The sitcom I Dream of Jeannie featured a love story between a genie and the U.S. astronaut who rescued her. Larry Hagman portrayed Major Tony Nelson who finds Jeannie, played by Barbara Eden, on a beach and releases her from her iconic purple bottle.
In Eden’s 2012 memoir, she shared details of Hagman’s explosive personality on set. Often succumbing to outbursts and temper tantrums, Hagman ended up using some vices that were often utilized in the 60s to help him relax.
Larry Hagman was prone to erratic behavior
During its series run from 1965 to 1970, I Dream of Jeannie was considered a ratings hit. Hagman immediately had his sights set on superstardom.

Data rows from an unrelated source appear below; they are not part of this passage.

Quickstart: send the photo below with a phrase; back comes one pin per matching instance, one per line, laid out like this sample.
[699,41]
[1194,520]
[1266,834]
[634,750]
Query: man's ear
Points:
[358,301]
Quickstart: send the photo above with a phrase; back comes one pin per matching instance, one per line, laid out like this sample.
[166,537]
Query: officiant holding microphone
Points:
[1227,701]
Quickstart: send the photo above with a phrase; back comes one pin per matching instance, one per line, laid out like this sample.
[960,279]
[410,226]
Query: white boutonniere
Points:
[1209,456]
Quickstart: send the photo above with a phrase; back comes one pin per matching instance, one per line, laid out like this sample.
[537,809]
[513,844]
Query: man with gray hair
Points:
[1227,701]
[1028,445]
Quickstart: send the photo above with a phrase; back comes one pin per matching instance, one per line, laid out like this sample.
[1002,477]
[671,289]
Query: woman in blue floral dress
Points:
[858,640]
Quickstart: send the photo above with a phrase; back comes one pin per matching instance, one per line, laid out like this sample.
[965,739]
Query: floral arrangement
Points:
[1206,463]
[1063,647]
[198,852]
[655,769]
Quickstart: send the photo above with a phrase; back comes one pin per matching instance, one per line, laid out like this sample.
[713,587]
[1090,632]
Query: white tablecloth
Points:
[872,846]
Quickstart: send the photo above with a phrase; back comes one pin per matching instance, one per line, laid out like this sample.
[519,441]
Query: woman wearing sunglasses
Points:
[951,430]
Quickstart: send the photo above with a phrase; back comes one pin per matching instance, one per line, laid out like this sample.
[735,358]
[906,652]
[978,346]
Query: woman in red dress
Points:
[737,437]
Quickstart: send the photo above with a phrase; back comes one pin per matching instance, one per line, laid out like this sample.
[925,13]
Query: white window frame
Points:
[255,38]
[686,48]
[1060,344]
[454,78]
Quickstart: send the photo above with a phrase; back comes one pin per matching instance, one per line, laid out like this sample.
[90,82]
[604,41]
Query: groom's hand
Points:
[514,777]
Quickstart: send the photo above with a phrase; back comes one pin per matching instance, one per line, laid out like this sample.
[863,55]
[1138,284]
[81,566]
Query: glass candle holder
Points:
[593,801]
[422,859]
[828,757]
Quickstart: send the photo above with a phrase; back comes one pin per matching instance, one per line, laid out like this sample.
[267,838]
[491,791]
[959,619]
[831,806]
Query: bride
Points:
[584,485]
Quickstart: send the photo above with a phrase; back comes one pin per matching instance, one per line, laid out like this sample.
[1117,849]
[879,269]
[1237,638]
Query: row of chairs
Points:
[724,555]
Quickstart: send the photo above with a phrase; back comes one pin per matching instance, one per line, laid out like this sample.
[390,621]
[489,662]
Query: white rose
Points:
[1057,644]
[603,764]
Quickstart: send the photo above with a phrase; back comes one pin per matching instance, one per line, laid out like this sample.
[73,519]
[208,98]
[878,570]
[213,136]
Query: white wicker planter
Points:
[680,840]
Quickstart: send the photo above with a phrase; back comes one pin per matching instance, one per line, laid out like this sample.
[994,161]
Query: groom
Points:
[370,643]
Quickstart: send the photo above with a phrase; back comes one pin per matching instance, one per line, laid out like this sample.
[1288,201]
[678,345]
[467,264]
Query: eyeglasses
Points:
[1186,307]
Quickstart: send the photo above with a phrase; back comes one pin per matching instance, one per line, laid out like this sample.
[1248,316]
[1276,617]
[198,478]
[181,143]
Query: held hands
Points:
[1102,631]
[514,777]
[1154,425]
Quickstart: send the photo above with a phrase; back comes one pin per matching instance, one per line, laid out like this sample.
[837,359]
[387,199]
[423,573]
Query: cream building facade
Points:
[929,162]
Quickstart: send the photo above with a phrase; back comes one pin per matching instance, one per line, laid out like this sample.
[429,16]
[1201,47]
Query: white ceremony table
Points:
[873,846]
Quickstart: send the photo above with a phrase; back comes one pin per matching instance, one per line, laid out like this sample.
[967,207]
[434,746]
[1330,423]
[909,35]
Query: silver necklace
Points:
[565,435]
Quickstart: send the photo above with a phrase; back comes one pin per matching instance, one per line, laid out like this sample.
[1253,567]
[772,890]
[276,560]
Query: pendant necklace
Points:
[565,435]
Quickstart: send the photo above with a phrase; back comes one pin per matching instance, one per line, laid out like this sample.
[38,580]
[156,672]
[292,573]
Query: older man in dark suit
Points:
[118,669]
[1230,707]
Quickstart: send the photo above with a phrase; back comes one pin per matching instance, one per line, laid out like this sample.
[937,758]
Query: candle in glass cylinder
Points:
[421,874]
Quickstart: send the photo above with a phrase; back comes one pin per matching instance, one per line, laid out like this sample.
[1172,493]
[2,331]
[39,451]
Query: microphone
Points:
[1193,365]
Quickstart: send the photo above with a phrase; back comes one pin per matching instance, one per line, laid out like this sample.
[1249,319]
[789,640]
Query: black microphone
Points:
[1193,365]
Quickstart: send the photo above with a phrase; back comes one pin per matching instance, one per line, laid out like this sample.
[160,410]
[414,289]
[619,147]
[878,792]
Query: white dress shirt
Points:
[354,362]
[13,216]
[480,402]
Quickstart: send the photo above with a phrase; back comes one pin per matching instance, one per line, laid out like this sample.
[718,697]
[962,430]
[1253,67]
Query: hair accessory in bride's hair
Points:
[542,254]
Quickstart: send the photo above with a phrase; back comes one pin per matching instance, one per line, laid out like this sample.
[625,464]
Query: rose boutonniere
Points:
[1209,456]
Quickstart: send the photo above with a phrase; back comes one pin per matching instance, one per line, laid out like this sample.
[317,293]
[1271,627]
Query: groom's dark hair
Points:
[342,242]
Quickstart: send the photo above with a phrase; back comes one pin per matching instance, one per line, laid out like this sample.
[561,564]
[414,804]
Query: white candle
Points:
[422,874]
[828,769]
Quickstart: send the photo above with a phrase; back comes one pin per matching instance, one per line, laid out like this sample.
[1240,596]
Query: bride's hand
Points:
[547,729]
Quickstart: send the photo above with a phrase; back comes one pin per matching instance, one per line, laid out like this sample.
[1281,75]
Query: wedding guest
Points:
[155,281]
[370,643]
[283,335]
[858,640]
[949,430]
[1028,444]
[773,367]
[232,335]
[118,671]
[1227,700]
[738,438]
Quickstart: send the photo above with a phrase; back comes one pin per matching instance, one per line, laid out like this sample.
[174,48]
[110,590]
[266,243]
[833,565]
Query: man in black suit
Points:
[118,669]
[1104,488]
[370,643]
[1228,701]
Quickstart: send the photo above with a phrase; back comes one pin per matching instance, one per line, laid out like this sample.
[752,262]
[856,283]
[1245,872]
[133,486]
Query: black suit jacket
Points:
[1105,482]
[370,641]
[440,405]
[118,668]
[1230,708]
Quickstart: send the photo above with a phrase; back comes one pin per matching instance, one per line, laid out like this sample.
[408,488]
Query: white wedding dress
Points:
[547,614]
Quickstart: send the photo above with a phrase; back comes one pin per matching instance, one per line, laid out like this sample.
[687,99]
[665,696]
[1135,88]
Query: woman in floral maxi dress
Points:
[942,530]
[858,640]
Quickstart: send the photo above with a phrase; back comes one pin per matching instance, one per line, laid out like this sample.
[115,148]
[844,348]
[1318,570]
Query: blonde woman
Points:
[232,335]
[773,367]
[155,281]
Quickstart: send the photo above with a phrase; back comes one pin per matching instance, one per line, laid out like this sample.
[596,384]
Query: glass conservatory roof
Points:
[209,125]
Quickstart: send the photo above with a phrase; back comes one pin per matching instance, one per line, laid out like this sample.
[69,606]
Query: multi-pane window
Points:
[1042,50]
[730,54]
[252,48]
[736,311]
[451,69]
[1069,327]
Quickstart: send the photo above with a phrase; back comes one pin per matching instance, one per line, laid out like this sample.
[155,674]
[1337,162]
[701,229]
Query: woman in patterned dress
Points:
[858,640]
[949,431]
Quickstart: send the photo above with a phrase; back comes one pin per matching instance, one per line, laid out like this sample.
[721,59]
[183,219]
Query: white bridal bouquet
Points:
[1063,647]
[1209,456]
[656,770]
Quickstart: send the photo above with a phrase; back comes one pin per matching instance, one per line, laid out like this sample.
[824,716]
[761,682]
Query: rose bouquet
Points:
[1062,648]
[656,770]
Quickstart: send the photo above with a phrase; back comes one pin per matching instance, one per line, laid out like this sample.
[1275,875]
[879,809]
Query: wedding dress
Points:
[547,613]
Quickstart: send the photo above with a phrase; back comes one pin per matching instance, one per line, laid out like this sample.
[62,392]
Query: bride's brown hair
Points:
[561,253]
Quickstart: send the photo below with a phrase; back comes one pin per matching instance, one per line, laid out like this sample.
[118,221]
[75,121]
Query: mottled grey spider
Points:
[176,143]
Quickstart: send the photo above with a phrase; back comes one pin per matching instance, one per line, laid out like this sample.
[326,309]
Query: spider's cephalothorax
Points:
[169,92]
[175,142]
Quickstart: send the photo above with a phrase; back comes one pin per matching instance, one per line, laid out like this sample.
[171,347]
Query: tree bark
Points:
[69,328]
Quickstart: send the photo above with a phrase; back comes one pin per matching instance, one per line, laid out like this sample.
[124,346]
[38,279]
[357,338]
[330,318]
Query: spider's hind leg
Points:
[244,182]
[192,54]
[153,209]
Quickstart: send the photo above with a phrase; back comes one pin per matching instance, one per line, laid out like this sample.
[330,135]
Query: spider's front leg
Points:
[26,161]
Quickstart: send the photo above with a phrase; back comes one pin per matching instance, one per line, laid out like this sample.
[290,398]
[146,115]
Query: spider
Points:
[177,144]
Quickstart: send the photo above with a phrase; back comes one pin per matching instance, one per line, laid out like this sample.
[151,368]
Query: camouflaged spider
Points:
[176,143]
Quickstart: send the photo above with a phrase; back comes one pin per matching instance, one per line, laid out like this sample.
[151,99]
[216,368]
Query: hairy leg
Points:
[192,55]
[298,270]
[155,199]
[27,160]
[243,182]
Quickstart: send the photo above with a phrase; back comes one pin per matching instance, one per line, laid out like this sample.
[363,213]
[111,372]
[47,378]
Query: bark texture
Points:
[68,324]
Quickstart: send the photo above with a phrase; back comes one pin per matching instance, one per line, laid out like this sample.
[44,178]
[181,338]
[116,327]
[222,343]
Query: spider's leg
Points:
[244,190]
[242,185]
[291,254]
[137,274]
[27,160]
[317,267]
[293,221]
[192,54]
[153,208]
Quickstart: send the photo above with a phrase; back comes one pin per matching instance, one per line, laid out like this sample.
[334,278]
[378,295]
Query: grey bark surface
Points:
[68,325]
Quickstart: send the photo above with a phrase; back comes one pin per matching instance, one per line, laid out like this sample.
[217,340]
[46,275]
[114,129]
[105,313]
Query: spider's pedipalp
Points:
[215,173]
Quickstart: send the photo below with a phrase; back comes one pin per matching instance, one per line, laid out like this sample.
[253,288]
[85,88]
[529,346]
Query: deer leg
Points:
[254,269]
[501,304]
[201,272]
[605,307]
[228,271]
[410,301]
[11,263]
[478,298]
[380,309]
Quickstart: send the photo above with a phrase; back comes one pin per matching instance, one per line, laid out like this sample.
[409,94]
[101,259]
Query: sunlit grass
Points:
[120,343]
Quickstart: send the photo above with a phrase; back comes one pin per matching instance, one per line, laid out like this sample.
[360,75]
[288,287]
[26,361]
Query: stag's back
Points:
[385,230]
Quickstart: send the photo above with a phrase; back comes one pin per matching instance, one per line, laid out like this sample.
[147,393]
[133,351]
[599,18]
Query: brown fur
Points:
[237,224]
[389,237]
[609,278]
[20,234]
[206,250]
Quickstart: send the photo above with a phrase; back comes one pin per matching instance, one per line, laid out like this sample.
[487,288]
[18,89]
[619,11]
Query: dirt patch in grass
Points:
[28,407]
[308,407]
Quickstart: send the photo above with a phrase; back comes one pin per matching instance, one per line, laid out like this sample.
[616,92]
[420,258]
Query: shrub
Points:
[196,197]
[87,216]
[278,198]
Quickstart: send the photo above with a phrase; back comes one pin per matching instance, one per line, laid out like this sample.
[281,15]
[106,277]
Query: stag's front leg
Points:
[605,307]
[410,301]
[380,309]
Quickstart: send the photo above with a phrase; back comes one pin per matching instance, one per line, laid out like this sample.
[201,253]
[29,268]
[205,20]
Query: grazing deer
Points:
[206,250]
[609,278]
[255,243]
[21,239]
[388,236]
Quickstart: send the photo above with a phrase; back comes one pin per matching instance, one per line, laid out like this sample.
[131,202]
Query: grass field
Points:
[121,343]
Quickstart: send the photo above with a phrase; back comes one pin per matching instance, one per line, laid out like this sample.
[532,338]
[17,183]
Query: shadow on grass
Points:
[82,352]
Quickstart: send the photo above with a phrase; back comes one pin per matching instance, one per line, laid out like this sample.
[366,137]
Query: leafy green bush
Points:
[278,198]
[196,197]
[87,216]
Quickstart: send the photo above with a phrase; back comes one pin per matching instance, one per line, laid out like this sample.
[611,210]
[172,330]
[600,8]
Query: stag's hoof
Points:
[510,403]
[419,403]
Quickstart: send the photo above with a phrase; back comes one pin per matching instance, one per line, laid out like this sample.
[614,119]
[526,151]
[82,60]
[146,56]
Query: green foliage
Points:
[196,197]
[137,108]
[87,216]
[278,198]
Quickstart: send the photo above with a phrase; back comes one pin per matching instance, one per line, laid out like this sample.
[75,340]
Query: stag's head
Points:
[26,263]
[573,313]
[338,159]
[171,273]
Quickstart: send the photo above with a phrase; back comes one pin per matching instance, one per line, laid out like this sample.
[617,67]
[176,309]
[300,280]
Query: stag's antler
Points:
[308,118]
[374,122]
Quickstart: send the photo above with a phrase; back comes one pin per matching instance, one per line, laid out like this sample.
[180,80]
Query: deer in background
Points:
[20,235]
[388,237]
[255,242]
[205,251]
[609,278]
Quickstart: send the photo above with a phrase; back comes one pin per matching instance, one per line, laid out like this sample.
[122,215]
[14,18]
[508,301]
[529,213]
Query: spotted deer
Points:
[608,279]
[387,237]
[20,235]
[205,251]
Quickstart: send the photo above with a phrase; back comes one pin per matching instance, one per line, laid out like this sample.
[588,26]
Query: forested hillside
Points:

“When he got the part of Captain Nelson in the pilot, he swung into action to exercise as much control over the show as he could,” Eden wrote in her book Jeannie Out of the Bottle. “Larry was set on I Dream of Jeannie making him a star. … That hope would fuel his actions right from the start of filming the pilot.”
The actor often fought with executive producer Sidney Sheldon to improve the scripts. Eden admitted Hagman’s character wasn’t fleshed out enough.
“Sidney had written [the show] in such a way that the character of Major Nelson would play straight man to my Jeannie,” she revealed. “It was in truth a thankless role, and Larry would kick against it every step of the way… Even on the first day of shooting the pilot on Zuma Beach, Larry made no bones about the fact that he despised the script.”
Sidney Sheldon recommends therapy for Larry Hagman
Hagman’s antics on set often included full-blown temper tantrums and some unlikely costume choices, which began to weigh on the cast.
“I liked and respected Larry as an actor,” Eden shared. “But his shifting moods and off-camera theatrics (arriving for work in a gorilla suit, for one) grew wearying.”
With Hagman’s behavior causing turmoil, Sheldon recommended the actor get some professional help. A therapist was soon enlisted, who gave Hagman some out-of-the-box suggestions.
“Sidney arranged for Larry to see a therapist, and reluctantly or not, Larry went along with the idea,” Eden explained. “However, in keeping with the anything-goes ethos of the early 60s, the therapist ostensibly advised Larry to smoke pot and drink champagne on the set, to help himself relax.”
Larry Hagman took the ‘prescription’ to extremes
The I Dream of Jeannie star revealed that Hagman followed the therapist’s advice, yet to a drastic degree.
“Larry, being Larry, naturally didn’t do anything by half measures,” Eden wrote. “Henceforth, instead of being nervous, on edge, and confrontational, he started every day at the studio by drinking vast quantities of champagne.”
Hagman’s self-medicating continued during breaks, where he added to his quest for calm. His high doses of substances only created more tumult.
“In between scenes, he sequestered himself in his dressing room,” Eden recalled, “smoking pot and downing yet more champagne, all in the interests of attaining a state of calm serenity. The result? Mayhem.”
Despite Hagman’s combative nature, Eden still considers him a “terrific actor” and a “warm and kind human being.” Hagman died in November 2012.